食物繊維やミネラルが豊富という雑穀。「未来食」などとも呼ばれている雑穀ですが、実はアジアやアフリカで紀元前3000年くらいから栽培され、食されていたという古い食べもので、今でもインドやネパールを始め、多くの国で食べ継がれています。

日本では昭和30年代以降、雑穀を日常食として食べる習慣はめっきり少なくなってしまいましたが、二戸のある岩手県北(けんほく)は「やませ」という冷たい偏東風の影響で米が育ちにくく、昔から先人の知恵で栄養たっぷりの雑穀レシピがたくさん伝えられてきました。炊くだけでなく、粉にしてしとねたり(こねたり)、蒸したり—。厳しい気候の中で生き続けるために培われた知恵とたくましさ。東北の農業人としての誇り。雑穀を通してさまざまなものが見えてくるように思い、冬の二戸に向かいました。

目次へ移動 お米よりも先輩の雑穀

雑穀。調べてみると、イネ科で小さな実をつける穀類を総じてそう呼ぶのだそうです。米や小麦のように主食でない、食べる機会の少ないといった意もあるようです。ですから、ハト麦や大麦、古代米や赤米、また、イネ科ではありませんがソバや豆類、ゴマなども雑穀の仲間です。

高キビ/写真提供:高村英世

日本では縄文時代の約5000年前からアワやヒエ、キビといった雑穀や木の実などを工夫して食べこなしてきました。稲作が伝わったのが3500年前と言われますから、雑穀の方がかなり先輩だったわけです。

例えば、国内有数の産地として知られる岩手では、主に次の5つを五穀と呼んでいます。

【アワ】イネ科。

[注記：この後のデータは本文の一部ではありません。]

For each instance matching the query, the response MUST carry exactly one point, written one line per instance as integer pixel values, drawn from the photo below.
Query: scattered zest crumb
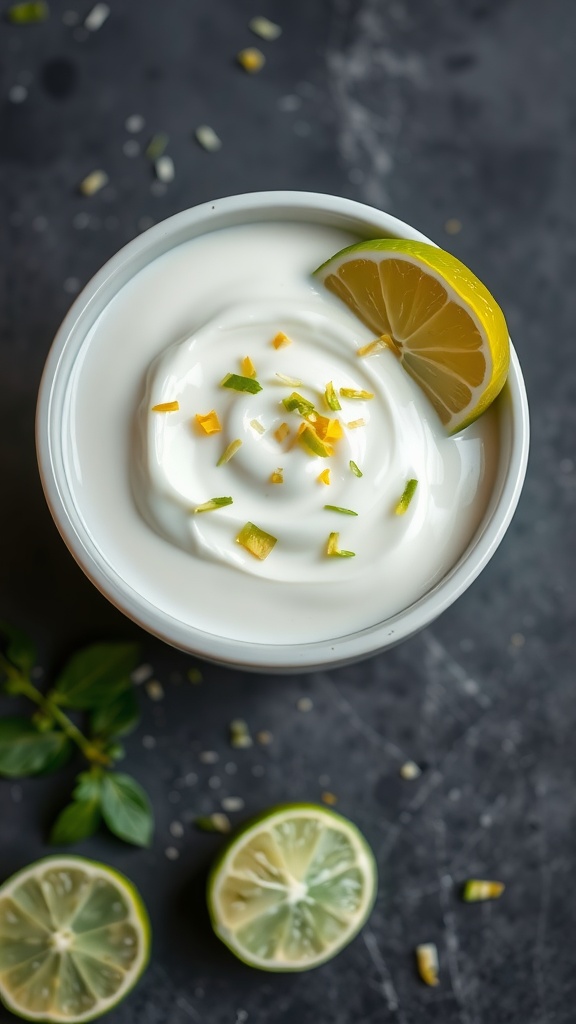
(477, 891)
(155, 690)
(93, 182)
(427, 964)
(207, 138)
(209, 423)
(251, 59)
(166, 407)
(240, 733)
(264, 29)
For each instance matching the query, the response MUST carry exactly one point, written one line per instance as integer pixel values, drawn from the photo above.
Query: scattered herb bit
(331, 397)
(334, 551)
(329, 798)
(166, 407)
(281, 340)
(478, 890)
(297, 403)
(374, 346)
(240, 733)
(336, 508)
(27, 13)
(209, 423)
(251, 59)
(229, 453)
(351, 392)
(248, 368)
(291, 381)
(207, 138)
(407, 497)
(214, 822)
(256, 541)
(93, 182)
(164, 169)
(264, 29)
(156, 146)
(98, 14)
(214, 503)
(238, 383)
(313, 443)
(426, 962)
(282, 432)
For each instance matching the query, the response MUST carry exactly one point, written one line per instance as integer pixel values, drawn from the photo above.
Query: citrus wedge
(292, 889)
(441, 322)
(74, 940)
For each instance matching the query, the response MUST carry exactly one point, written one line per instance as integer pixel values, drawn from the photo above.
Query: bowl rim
(237, 653)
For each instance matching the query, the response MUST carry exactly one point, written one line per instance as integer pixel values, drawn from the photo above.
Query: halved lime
(293, 888)
(74, 940)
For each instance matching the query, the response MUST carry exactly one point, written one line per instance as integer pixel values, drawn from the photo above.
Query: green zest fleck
(331, 397)
(27, 13)
(214, 503)
(238, 383)
(351, 392)
(336, 508)
(295, 402)
(229, 452)
(407, 497)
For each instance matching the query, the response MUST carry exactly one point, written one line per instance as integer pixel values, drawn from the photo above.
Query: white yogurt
(172, 334)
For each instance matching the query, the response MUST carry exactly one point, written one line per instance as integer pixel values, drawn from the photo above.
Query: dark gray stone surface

原種はエノコログサ(ネコジャラシ)とされる。原産地はインドからアフガニスタン。もち性とうるち性がある。

【キビ】イネ科。原産地は中国、またインドから中央アジアとされる。もち性とうるち性がある。

【ヒエ】イネ科。日本起源説が有力。うるち性が主流だが、もち性もわずかだが見つかっている。

【高キビ(モロコシ)】イネ科。アフリカ原産。中国ではコウリャンとも呼ばれる。赤茶と白のまだら模様が特徴。

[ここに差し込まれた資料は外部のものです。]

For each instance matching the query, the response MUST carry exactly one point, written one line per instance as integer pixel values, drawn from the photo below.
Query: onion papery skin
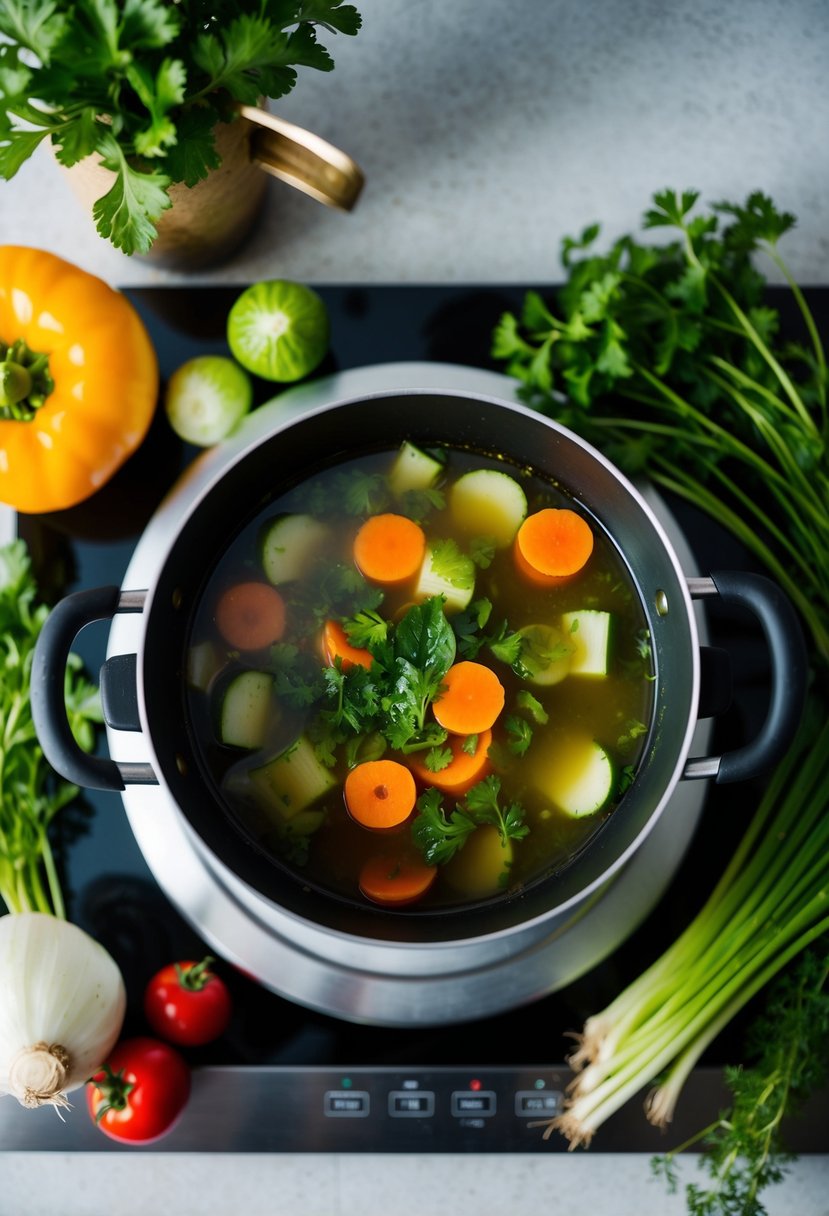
(58, 990)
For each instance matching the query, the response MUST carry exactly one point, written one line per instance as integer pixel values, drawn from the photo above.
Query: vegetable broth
(280, 726)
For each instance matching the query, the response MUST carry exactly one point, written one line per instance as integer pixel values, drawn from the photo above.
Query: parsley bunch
(142, 83)
(392, 697)
(30, 793)
(667, 356)
(439, 837)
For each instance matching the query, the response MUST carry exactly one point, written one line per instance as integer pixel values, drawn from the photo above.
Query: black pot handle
(789, 673)
(48, 681)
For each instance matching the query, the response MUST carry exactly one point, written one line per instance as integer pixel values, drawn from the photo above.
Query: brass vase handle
(303, 159)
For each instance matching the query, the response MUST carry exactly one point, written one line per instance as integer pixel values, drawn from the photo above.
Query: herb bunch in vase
(154, 110)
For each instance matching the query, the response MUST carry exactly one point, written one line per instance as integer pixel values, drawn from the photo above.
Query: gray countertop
(486, 131)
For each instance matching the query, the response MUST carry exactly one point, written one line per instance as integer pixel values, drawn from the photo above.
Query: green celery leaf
(15, 76)
(304, 49)
(332, 13)
(671, 208)
(16, 147)
(35, 24)
(195, 152)
(235, 58)
(127, 213)
(520, 733)
(78, 139)
(366, 629)
(148, 23)
(158, 95)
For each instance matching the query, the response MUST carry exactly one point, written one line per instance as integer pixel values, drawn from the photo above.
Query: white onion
(62, 1006)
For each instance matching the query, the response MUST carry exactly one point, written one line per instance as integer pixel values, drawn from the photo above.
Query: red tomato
(187, 1003)
(140, 1092)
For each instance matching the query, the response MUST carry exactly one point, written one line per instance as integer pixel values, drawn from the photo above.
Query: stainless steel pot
(396, 968)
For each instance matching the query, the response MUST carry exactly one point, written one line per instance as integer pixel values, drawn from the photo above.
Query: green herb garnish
(142, 83)
(30, 792)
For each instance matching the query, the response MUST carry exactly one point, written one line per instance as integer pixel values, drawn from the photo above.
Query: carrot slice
(336, 646)
(389, 549)
(463, 770)
(552, 545)
(379, 793)
(471, 699)
(393, 880)
(251, 615)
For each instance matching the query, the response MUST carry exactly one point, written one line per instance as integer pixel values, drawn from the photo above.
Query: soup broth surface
(282, 713)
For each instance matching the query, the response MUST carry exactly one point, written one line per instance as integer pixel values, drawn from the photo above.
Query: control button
(347, 1103)
(531, 1103)
(411, 1103)
(468, 1103)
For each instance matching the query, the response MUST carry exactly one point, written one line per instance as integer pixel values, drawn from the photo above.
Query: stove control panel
(395, 1110)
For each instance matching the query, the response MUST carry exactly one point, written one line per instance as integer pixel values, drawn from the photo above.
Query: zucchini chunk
(588, 631)
(289, 546)
(481, 866)
(489, 502)
(546, 654)
(293, 781)
(446, 572)
(247, 709)
(577, 776)
(412, 469)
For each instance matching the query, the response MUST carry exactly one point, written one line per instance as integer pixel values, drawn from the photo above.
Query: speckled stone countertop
(486, 131)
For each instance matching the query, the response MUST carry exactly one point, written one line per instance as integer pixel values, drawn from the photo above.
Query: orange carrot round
(463, 770)
(379, 794)
(394, 880)
(251, 615)
(552, 545)
(336, 646)
(389, 549)
(471, 699)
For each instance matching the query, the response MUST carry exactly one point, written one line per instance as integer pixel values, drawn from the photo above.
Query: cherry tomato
(140, 1092)
(187, 1003)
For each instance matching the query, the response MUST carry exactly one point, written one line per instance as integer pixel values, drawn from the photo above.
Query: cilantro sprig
(142, 83)
(30, 793)
(440, 836)
(669, 358)
(392, 697)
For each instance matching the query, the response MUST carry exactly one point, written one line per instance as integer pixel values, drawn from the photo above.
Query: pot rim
(201, 479)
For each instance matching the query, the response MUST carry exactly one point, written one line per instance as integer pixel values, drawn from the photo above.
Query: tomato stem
(197, 977)
(114, 1088)
(24, 381)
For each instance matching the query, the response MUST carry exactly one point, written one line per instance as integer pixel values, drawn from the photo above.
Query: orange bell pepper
(78, 381)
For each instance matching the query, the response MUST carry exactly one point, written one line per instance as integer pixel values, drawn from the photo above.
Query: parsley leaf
(438, 837)
(481, 805)
(451, 564)
(366, 629)
(128, 212)
(520, 733)
(142, 82)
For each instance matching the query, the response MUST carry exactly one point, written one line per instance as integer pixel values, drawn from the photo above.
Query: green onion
(770, 904)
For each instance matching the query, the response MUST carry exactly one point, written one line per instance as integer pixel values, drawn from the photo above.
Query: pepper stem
(24, 381)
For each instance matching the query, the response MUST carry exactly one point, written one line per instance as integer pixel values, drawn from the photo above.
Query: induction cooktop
(287, 1079)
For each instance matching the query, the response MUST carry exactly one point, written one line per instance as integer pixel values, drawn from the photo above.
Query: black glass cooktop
(287, 1062)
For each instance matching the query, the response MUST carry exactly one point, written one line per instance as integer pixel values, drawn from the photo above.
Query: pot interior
(327, 437)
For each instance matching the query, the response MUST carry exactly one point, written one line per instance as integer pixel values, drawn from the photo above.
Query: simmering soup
(421, 679)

【アマランサス】ヒユ科。原産は中央・南アメリカとされ、アンデスの山岳地帯で先住民族が栽培。

現在、全国の雑穀作付面積はソバなどを加えると多くなるのですが、前出の五穀に関しては549ヘクタール(2004年)。ピークの明治25年(1892年、ヒエ・アワ)、大正3年(1914年、キビ)を2004年の生産量と比較するとヒエが230分の1、アワは5000分の 1、キビが290分の1まで落ち込んでしまっています(財団法人農産業振興奨励会のデータ参考)。最近の雑穀ブームで需要は高まっていますが、国産品は高価なために輸入量が急増中。現在日本で流通している雑穀は95%が輸入品。国産は何と5%に過ぎません。

 同年以降の統計は出ていません。

目次へ移動 ちっちゃな種が2メートルに!

アマランサス畑の風景 写真提供:高村英世

私が雑穀の生産で知られる岩手県北の二戸に行ってみたいと思ったのは、一枚の写真がきっかけでした。それは、真っ赤な穂をつけたアマランサスの写真。
雑穀の中でも飛び抜けてちっちゃな実とは対照的に、鮮やかな穂の色はまるで南国の植物のよう。

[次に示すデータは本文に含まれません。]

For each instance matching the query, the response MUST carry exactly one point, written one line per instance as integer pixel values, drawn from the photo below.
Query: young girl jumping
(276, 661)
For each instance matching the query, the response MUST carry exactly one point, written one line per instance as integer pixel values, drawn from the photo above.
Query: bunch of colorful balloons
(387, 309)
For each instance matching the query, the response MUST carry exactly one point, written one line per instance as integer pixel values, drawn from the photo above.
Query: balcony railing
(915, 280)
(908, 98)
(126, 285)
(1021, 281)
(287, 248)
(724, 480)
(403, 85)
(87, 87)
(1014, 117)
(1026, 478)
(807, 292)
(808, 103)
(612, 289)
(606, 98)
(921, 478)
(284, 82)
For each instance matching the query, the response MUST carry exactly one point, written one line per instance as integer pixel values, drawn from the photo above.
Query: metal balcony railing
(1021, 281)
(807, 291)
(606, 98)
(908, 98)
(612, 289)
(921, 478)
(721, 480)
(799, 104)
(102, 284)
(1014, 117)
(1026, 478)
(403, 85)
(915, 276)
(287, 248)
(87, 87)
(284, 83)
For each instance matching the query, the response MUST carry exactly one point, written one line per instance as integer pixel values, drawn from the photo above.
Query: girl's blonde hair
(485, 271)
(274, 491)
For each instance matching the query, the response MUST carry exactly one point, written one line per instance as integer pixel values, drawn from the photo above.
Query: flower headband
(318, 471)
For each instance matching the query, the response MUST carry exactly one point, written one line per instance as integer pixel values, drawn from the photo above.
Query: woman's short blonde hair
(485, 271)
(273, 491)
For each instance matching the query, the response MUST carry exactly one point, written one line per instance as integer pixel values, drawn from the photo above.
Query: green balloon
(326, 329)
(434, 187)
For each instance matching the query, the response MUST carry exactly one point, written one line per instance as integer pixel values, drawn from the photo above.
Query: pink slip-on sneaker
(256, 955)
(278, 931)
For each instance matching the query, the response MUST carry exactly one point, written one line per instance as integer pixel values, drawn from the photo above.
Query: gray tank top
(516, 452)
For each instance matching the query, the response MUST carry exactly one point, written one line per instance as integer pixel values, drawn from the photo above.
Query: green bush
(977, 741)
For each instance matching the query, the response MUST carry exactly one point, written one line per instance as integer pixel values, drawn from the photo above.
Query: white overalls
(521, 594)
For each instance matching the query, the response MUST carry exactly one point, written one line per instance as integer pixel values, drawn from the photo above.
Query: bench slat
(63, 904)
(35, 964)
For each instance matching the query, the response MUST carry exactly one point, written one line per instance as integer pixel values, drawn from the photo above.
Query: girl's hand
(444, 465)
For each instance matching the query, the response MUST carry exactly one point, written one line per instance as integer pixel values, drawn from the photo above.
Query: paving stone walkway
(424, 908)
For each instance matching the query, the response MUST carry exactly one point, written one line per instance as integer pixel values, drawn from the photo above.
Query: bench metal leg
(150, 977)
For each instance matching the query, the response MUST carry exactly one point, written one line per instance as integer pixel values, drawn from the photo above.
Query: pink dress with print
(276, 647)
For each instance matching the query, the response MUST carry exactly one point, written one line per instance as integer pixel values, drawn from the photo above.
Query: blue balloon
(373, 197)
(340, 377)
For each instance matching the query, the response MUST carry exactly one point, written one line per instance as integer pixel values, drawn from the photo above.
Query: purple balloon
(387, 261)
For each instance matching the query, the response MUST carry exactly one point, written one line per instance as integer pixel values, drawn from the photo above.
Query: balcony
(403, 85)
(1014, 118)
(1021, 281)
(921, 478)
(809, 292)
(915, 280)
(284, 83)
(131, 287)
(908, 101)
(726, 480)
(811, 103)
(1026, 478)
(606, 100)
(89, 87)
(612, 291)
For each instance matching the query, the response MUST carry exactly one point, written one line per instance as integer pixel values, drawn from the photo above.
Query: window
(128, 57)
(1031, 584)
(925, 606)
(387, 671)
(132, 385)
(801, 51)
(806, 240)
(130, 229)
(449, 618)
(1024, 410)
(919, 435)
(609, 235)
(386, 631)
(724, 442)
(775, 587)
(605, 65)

しかも、背丈は2メートルもあると知り、びっくりしました。そのとき雑穀の小さな粒に秘められた生命力の強さを同時に感じとったような気もしました。

写真を見て、畑を実際に見たい気持ちが高まりました。岩手県は雑穀の生産量の約7割を占め、中でも二戸は主力産地として知られています。

目次へ移動 高村さんを訪ねて

有機雑穀農家の高村英世さんを訪ねたのは2009年1月末。高村さんは有機雑穀生産グループ「伊加古(いかこ)五穀の会」の立ち上げにかかわるなどして、二戸の「雑穀ルネサンス」をけん引した人です。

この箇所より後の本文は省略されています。